The CBI on Thursday morning withdrew a plea it had filed before a Delhi court seeking permission to reopen the Bofors case but told reporters in the evening that it would resume probing the matter.
At the previous hearing on May 8, the chief metropolitan magistrate had rapped the agency and underlined that it didn’t need court permission to probe a case.
A dissident BJP politician suggested the government had got the agency to file the application only to create a media splash about its claims of “new evidence” against late Prime Minister Rajiv Gandhi, whom Prime Minister Narendra Modi recently called “bhrashtachari (corrupt) No. 1”.
Agency spokesperson Nitin Wakankar told reporters the CBI had obtained legal opinion after the May 8 court rap and decided to seek withdrawal of the plea. He asserted the agency would go ahead with the probe.
In February 2004, Delhi High Court had exonerated Rajiv in the payoffs case citing the agency’s failure to “unearth a scintilla of evidence” against him.
The CBI filed the latest application in February last year claiming fresh evidence.
It cited TV interviews given the previous October by a private US detective, Michael Hershman, who claimed he had evidence of Bofors paying bribes to influential politicians.

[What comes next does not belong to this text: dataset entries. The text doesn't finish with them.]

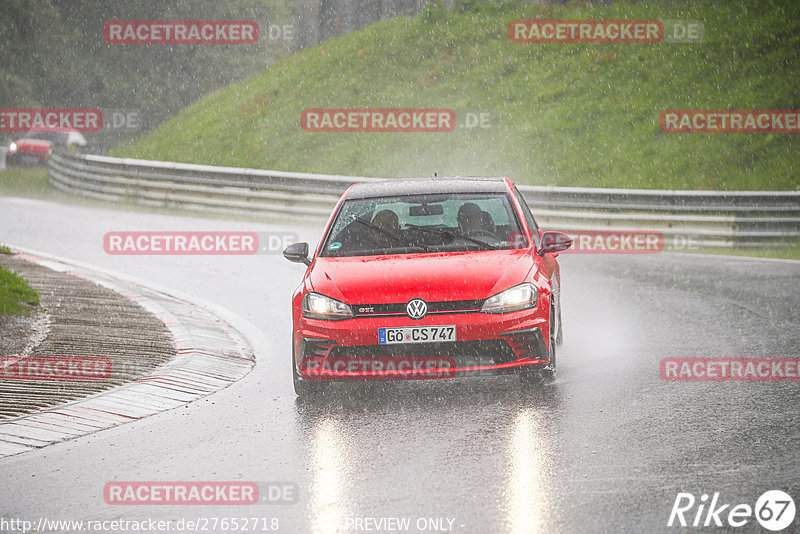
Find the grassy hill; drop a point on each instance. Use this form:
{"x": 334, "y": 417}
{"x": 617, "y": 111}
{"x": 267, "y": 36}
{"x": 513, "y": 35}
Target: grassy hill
{"x": 561, "y": 114}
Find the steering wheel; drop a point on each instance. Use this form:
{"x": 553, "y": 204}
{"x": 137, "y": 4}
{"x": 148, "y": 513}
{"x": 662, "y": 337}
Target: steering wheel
{"x": 480, "y": 232}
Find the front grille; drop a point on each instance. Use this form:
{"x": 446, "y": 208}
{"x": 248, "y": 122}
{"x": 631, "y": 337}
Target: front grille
{"x": 434, "y": 308}
{"x": 463, "y": 353}
{"x": 528, "y": 343}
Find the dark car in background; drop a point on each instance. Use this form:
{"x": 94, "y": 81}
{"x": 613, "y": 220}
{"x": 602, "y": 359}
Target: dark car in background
{"x": 34, "y": 148}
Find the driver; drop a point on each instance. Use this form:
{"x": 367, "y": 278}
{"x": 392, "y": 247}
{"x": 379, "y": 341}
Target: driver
{"x": 470, "y": 219}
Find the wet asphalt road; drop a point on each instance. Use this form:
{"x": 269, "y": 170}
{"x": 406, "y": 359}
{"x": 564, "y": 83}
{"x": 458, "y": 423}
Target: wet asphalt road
{"x": 606, "y": 448}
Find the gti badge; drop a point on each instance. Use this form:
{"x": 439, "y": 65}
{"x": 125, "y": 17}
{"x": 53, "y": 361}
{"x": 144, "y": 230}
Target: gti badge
{"x": 416, "y": 308}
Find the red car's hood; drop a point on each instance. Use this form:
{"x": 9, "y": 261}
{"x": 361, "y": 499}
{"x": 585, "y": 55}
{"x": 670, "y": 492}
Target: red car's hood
{"x": 35, "y": 146}
{"x": 431, "y": 277}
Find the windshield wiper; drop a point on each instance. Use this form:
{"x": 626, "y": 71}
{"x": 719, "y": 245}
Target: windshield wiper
{"x": 390, "y": 235}
{"x": 454, "y": 235}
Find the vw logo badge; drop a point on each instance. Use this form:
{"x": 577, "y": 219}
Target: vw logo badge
{"x": 416, "y": 308}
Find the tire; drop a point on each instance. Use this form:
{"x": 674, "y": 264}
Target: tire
{"x": 560, "y": 335}
{"x": 546, "y": 374}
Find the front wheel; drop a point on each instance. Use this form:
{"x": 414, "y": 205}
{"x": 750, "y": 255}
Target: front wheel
{"x": 547, "y": 373}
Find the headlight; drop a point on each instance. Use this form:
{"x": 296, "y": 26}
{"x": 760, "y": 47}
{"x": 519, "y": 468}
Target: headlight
{"x": 514, "y": 299}
{"x": 316, "y": 306}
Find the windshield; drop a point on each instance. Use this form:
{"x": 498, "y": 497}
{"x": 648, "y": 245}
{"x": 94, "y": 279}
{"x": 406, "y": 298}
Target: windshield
{"x": 55, "y": 137}
{"x": 424, "y": 223}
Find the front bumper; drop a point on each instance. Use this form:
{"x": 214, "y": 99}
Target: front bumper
{"x": 486, "y": 344}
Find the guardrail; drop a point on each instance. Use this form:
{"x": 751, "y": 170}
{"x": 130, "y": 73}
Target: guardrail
{"x": 685, "y": 218}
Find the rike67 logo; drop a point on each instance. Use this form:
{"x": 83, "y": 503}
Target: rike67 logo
{"x": 774, "y": 510}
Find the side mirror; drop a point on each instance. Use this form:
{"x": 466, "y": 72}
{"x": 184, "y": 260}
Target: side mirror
{"x": 297, "y": 253}
{"x": 555, "y": 242}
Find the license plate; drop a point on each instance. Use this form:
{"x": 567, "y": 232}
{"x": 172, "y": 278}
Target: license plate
{"x": 416, "y": 334}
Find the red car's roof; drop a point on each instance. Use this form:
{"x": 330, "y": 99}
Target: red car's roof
{"x": 426, "y": 186}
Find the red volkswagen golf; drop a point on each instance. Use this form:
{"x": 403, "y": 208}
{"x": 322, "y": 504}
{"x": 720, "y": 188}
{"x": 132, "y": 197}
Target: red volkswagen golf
{"x": 426, "y": 279}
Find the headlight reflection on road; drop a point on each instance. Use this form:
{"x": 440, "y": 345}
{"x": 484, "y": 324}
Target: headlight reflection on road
{"x": 328, "y": 464}
{"x": 527, "y": 503}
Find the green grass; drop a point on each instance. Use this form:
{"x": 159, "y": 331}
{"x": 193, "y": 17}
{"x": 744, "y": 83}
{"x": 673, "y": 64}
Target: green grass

Delhi BJP politician Ajay Agarwal, who had unsuccessfully contested against Sonia Gandhi from Rae Bareli in 2014, had earlier moved a private application for a further probe into the Bofors case. He too withdrew his plea on Thursday following a court reprimand.
Agarwal, now a rebel after being denied a poll ticket, told The Telegraph: “The Modi government directed the CBI to petition the court to make political capital by raking up the Bofors issue.”
He cited Modi’s mid-election references to Rajiv and asked: “If the CBI had fresh evidence, why did it not record Hershman’s statement instead of filing a court plea on the basis of his TV interviews?”
Agarwal added: “The CBI knew it didn’t need court permission to reopen a case. It moved the plea at the behest of its political masters who knew it would be reported widely in the media.”
Last November, the Modi government had suffered an embarrassment when the Supreme Court cited inordinate delay to dismiss a CBI appeal against Delhi High Court’s 2005 discharge of the Hinduja brothers from the case.